The key difference between Plato’s Form of good and Aristotle’s definition of Absolute Good is that the latter provides practical value for the good life and for conduct and the End is defined by action rather than contemplation.

Finally, Aristotle reaffirms the importance of the End by declaring, “And that the End stands as a causal relation to the means subordinate to it is shown by the methods of the teachers; they prove that the various means are each good by first defining the End, because the End aimed at is the cause.”

Yet, if the Form is merely an abstraction and human happiness is distinct because it possesses something divine, namely an ability to abstract, then what is Aristotle even aiming at? His End must be something that is possible to obtain but how does this grant legitimacy to virtue? The End arises from the cause following deliberation but this does not give ethics a transcendental quality. In effect, one can only do what is possible to him. How are we to determine what another person is capable of if we do not have a truthful account of his disposition?
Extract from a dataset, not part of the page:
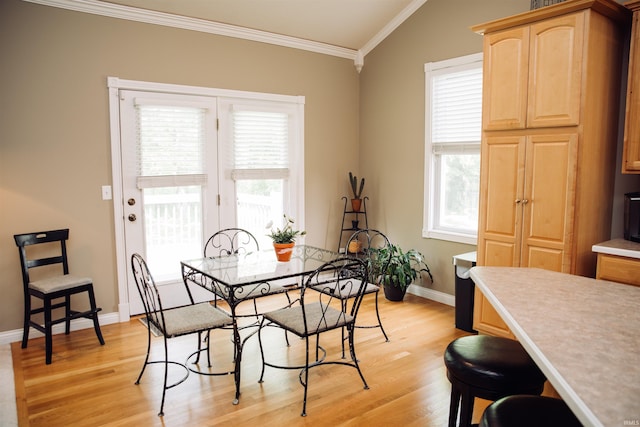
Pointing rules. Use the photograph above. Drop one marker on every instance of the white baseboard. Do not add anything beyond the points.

We shall see if Aristotle establishes this legitimacy in his following Books.

Critique of Book 1

Aristotle separates men from animals with the term ‘inferiority’. Animals, being inferior to men, cannot attain the happiness of man and so cannot enjoy the best of all things. Yet what happens if we extend this inferiority to other men? Are they expected to follow our reason and attain nobility? Do they possess the making of it? Or are we to excuse them based upon the deficiencies that they possess? Whether it be flawed character, ignorance of virtue or not having acquired the level of excess that Aristotle demands. The benefit of the Form of good is that at the very least it creates a universal doctrine which lends itself to legitimacy. Even if people cannot perform it they will be held to account by its standard.